Many believe the Supreme Court is acting preposterously in running the administration to the extent it is and playing the role of the Government while others argue that when the Government is not administering, somebody has to.
The new guidelines attempt to abolish the criteria for chief householders and allocate half the total marks for the child's intelligence.
That was the system nearly 50 years ago; but then there was no great pressure for admissions and corruption was not heard of as it is today.
But the more controversial proposal is to give preference to a parent's professional status.
The very valid criticism here is that the child will be penalised for what his parents are.
Will this be the death knell for Free Education in this country? Free education as we know it, is not completely free. From the time a parent begins scouting for a school, the hand is already in the purse looking for ways and means to oil the palm of school authorities or a local politician.
When a child is enrolled (it is often a condition of enrolment), parents must make purchases of desks and chairs or contribute to the School Development Fund.
Though books and other material are subsidized, when the child gets bigger and competitive exams loom in the horizon, the tuition trap begins. This is quite apart from pushy parents who buy gifts for teachers to ensure their child becomes class monitor or who woo the team coach with 'presents'.
It was the British who began the formal school system in this country - and together with the American missionaries in the North - provided quality education after the old temple-school era of yore.
The Colleges they started with hand-picked Principals and dedicated teachers nurtured generations of disciplined and well-mannered citizens, well equipped to fill the administrative service of the British Raj.
Since Independence, it is on this bed-rock that the country's education has continued.
With a rapidly increasing population, former Education Minister C.W.W. Kannangara - The Father of Free Education - mooted the concept of one Central School in each electorate with feeder schools in the rest of the electorate.

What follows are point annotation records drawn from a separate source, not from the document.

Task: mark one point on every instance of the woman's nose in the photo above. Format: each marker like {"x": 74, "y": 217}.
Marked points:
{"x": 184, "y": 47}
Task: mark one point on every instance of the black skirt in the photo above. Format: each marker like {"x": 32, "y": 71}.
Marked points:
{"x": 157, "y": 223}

The British-begun Colleges became National Schools, taking in the cleverer students from around the country by way of all-island scholarship examinations at Grade 6 (age 10). Some of Sri Lanka's best public servants and administrators as well as scientists, lawyers, doctors, engineers and other professionals have come from rural schools to the bigger Colleges through this scholarship system which proved a sound way of selecting the best and honing their skills at the bigger Colleges. But in time, the Central Schools which were meant to take the brunt of the demand for better schooling in the provinces, collapsed to the extent where everyone wanted to send their child to one of the National Schools straightaway.
Like so many British-built systems in this country, from city sewerage to rail transport, the existing school system has not been able to meet the demands of population growth. So much so, it is now riddled with corruption and political interference.
To expect all schools in the country to be equal is like saying that all people are free to eat at the Hilton. In reality that is not the case; an oligarchical society is almost the inevitable outcome - but this is not one that is based on race, religion, caste or financial considerations, but on scholarship and sport.
The issue has so sapped the energy of the administrators that other needs in secondary education are thoroughly neglected. Take this year's disastrous GCE O/L results. Lack of focus on English education has made most Sri Lankans 'frogs in the well'. Students know little of their history and technical education is lagging behind.
The problems have long been identified but corrective measures have been slow in implementation. The end result has been on the one hand, for the less privileged to look for the big schools in the city as a passport for their child's future; and for the privileged to look for passports to get the hell out of the country through higher studies abroad - leaving the village school and even the Central Schools to close down one by one.